Micah Duarte counted among his ancestors one of the Apache scouts who had trailed Geronimo into Mexico and had helped negotiate the agreement that had brought him back to the States. In other words, being a tracker was in Daniel’s blood, but Micah Duarte had translated bloodlines into firsthand experience by teaching his grandson everything he knew.

Together Dan and Gramps had hunted deer and javelina, usually with bow and arrow rather than with firearms. Hunting with a bow and arrow required being close to your quarry, and getting that close meant you had to be smart. You had to be able to read the animals’ tracks and know exactly what was going on with them and with their neighbors.

Once, when Dan was in his late teens, he and Gramps had been deer hunting in southeastern Arizona. Toward the end of the day they had spotted a jaguar and followed the big cat back to its lair, not to kill it-just to see it.

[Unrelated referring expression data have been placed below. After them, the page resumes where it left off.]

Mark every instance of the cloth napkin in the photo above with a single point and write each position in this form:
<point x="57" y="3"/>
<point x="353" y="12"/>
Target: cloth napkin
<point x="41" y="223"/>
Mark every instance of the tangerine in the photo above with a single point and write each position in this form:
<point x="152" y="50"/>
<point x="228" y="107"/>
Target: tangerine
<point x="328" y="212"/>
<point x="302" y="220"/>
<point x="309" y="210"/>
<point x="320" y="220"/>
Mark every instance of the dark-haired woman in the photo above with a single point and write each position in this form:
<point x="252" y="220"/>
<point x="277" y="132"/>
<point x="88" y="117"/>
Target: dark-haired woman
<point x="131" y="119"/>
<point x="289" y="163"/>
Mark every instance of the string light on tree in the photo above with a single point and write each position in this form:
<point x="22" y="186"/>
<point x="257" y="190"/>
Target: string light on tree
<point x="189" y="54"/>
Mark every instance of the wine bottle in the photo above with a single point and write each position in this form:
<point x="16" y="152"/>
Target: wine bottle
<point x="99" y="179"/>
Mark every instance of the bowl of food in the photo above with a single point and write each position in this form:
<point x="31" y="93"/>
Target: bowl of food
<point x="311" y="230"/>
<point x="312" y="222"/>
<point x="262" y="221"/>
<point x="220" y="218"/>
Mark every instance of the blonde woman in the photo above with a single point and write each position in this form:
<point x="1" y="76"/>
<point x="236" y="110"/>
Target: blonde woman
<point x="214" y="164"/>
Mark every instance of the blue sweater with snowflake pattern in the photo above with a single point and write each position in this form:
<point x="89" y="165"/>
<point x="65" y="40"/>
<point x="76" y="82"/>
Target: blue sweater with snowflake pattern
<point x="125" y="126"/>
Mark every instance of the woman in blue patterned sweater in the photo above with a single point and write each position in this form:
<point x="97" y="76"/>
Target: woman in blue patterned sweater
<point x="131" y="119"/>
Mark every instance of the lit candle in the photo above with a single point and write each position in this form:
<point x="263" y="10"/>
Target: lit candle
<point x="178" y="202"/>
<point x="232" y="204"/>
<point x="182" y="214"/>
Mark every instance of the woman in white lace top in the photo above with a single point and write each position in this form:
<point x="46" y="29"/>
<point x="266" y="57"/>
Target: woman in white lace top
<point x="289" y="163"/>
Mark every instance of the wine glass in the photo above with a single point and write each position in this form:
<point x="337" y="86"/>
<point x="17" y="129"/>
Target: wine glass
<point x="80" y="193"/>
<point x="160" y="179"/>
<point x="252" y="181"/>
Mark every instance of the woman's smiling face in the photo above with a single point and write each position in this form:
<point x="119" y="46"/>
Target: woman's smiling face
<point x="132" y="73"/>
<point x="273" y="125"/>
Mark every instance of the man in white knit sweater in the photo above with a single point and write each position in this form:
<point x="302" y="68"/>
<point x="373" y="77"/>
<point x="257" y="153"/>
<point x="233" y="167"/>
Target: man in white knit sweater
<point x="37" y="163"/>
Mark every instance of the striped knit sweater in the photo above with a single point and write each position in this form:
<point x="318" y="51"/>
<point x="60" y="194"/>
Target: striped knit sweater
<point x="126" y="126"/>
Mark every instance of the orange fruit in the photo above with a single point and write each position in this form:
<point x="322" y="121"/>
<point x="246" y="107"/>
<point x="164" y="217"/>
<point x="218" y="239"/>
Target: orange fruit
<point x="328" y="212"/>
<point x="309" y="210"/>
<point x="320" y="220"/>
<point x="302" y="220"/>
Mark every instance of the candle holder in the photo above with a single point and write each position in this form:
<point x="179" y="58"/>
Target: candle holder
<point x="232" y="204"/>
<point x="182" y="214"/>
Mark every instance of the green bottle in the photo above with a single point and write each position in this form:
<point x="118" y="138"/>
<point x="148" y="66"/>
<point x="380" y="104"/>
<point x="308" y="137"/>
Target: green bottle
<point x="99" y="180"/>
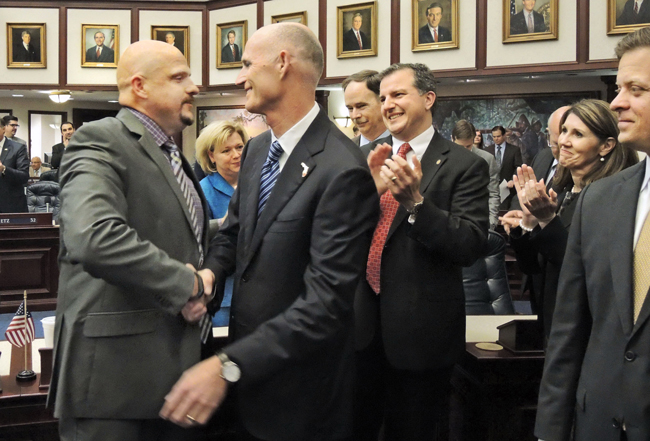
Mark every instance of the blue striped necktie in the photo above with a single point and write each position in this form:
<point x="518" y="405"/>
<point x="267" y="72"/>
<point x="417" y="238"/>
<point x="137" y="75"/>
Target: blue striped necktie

At the time, Dan had been astonished to learn that jaguars still existed in the States.

“Not many Apaches have done that,” Micah had told Dan later that evening as the two of them sat by their campfire. “I’m not a medicine man, but I think perhaps it is a sign.”

The comment wasn’t said in a boastful way, but the quiet dignity of the statement had somehow infected the impressionable teenager who had cut his teeth watching Star Wars movies and who knew far more about Luke Skywalker and Darth Vader than he did about Apache warriors like Geronimo and Victorio or even about his own forebears. That experience more than any other had prompted him to enlist in the army after graduating from high school.

Now, after Iraq, the more Dan read about the Shadow Wolves, the more they intrigued him, especially since they were a part of ICE and the Border Patrol, so his previous work experience in the military would be a point in his favor.